Khepri - a tree-like replicated on-disk database library for Erlang and Elixir (introduction & feedbacks)

dumbbell · June 27, 2022, 8:23am

Not really at this time. Currently, the entire database is represented as a single Erlang term held entirely in memory.

From an implementation point of view, Khepri is a Raft state machine and is simply a callback module used by the Ra library. It uses and relies on the default mechanism provided by Ra to write anything to disk and load the data back into memory on start.

In the future, it may evolve and use its dedicated implementation to manage data in memory and on disk. As of now, it is not a priority.

dumbbell · November 14, 2022, 4:59pm

On behalf of the RabbitMQ team, I’m proud to release Khepri 0.6.0! It follows Khepri 0.5.0 which I forgot to talk about here. Therefore I will cover both in this post.

In Khepri 0.5.0, we focused on refining the public API again. It was already the topic of version 0.3.0 but I was still not convinced by the result.
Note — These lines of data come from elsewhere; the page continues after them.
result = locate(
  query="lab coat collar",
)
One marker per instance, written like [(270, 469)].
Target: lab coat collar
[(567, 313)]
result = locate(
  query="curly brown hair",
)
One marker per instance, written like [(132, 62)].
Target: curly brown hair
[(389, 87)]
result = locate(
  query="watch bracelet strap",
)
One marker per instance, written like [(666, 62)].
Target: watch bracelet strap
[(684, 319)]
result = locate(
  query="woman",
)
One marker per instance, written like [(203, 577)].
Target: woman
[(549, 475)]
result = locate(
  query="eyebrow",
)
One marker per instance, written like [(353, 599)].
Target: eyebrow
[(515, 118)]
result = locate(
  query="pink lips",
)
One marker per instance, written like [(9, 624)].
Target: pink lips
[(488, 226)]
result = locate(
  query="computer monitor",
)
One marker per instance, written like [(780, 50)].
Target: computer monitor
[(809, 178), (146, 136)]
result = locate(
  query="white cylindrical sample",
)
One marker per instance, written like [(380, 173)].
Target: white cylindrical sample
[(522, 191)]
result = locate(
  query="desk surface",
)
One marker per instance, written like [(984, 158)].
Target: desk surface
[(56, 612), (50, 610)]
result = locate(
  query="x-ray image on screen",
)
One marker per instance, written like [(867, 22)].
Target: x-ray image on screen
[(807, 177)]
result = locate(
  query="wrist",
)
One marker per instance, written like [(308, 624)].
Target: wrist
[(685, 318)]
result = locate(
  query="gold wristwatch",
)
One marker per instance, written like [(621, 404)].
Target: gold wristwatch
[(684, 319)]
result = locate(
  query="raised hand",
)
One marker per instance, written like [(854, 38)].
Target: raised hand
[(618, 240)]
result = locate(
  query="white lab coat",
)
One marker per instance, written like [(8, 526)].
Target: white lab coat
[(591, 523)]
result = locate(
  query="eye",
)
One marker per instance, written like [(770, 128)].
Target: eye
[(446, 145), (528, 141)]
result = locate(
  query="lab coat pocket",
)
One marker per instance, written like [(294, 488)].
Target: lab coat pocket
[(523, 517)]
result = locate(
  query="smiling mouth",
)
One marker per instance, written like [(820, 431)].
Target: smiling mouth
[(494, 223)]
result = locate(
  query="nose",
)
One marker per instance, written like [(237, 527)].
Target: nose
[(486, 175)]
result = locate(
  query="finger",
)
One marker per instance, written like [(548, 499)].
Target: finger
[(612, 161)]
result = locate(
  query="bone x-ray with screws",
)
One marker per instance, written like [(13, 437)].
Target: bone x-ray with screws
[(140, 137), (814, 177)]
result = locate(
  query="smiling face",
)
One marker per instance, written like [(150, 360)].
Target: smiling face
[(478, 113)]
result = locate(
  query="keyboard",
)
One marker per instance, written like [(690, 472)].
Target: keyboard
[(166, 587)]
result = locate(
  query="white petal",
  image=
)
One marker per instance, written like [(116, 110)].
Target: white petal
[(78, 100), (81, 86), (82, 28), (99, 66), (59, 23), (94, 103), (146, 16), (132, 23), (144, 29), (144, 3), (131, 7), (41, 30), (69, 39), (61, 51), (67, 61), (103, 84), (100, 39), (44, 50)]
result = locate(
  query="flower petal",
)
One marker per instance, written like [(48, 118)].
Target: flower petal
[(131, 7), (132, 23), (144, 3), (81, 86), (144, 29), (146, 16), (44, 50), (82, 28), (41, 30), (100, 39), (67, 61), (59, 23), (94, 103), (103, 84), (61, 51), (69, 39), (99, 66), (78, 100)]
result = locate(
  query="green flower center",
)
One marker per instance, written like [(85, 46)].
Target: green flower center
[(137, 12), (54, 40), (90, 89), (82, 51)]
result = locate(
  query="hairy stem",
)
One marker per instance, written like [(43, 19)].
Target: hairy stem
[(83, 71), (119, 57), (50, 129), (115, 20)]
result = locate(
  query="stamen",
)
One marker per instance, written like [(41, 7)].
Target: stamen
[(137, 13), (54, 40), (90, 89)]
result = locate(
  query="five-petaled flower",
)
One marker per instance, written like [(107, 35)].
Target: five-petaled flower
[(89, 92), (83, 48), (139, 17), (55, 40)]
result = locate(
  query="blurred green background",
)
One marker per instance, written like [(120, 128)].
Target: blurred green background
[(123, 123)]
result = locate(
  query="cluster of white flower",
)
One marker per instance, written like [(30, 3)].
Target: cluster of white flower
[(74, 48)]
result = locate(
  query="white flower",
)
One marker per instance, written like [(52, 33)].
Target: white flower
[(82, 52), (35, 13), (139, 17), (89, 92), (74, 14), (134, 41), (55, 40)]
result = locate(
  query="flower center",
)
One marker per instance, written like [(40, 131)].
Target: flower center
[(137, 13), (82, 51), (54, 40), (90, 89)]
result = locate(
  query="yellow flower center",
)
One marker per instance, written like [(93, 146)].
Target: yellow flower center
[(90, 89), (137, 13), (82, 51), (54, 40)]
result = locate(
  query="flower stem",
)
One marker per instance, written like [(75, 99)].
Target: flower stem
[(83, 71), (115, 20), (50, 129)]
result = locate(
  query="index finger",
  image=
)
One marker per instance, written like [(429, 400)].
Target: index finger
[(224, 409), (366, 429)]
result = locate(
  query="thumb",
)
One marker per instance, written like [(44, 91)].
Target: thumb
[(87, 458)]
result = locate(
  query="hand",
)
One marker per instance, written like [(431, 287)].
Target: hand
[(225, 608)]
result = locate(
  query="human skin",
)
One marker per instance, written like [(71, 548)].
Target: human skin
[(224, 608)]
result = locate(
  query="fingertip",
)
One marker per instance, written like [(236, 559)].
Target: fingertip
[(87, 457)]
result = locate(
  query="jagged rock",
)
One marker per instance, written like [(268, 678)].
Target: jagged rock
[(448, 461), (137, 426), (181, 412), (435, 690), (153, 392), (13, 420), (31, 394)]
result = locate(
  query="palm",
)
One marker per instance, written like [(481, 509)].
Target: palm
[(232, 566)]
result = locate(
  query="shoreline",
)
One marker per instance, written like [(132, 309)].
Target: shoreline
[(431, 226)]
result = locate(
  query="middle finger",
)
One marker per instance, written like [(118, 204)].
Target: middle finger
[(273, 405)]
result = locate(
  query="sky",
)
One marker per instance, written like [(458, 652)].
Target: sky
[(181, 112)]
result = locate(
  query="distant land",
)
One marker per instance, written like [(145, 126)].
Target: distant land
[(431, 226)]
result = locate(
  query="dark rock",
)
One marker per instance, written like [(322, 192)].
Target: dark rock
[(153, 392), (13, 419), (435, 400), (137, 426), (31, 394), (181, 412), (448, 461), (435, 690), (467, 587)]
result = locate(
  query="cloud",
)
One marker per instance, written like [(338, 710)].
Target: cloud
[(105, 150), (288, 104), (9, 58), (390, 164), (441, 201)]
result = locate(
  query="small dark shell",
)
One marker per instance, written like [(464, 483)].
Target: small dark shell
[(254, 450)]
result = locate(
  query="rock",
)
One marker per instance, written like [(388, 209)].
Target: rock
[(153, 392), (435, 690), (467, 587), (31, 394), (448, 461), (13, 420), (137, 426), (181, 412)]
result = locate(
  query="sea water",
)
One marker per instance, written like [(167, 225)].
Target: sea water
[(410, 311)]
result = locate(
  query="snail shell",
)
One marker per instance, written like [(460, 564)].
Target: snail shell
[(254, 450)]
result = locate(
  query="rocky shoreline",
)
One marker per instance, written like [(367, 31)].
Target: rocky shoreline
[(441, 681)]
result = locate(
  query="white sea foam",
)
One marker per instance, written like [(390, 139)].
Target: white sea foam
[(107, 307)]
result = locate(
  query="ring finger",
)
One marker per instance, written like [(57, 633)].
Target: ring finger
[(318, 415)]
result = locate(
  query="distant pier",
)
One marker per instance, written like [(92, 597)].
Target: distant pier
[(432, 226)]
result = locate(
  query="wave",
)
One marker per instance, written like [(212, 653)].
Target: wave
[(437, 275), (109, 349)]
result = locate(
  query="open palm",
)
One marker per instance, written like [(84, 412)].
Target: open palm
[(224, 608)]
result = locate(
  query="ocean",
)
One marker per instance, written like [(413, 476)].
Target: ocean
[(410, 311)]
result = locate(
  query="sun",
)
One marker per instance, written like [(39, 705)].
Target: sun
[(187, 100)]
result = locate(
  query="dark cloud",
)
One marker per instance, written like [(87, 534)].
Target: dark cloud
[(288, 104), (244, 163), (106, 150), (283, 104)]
This time, the khepri module exposes functions which should be straightforward and boring to use. Things like getting a value from the store should be mlore obvious now. Return values of khepri:put() and khepri:delete() are very simple too now (they just indicate if the operation succeeded or not).

Here is an example:

ok = khepri:put(StoreId, "/path/to/tree/node", Value),
{ok, Value} = khepri:get(StoreId, "/path/to/tree/node").

the khepri_tx module exposes the same API as khepri, but for transaction functions. If an API is missing in khepri_tx compared to khepri, it is either because it doesn’t make sense in the context of a transaction, or it is a bug.

To get more details for returned tree nodes, there are now “advanced” modules: khepri_adv and khepri_tx_adv. They are the advanced counterpart of khepri and khepri_tx respectively. They only exports functions which have an advanced use case, not all of them.

Error handling was improved as well:

Functions which have room to return an error in an {error, Reason} tuple return errors for situations where the caller is expected to handle failures. For instance, a tree node doesn’t exist or there is a timeout with the underlying Ra cluster.
When an error happens because of a misuse of the library, an exception is thrown using erlang:error().
All error and exception reasons have the same form: {khepri | khepri_ex, Name, Props}. The khepri or khepri_ex atoms help to distinguish errors and exceptions from Khepri from other sources. Name is the actual reason and Props help qualify Name further.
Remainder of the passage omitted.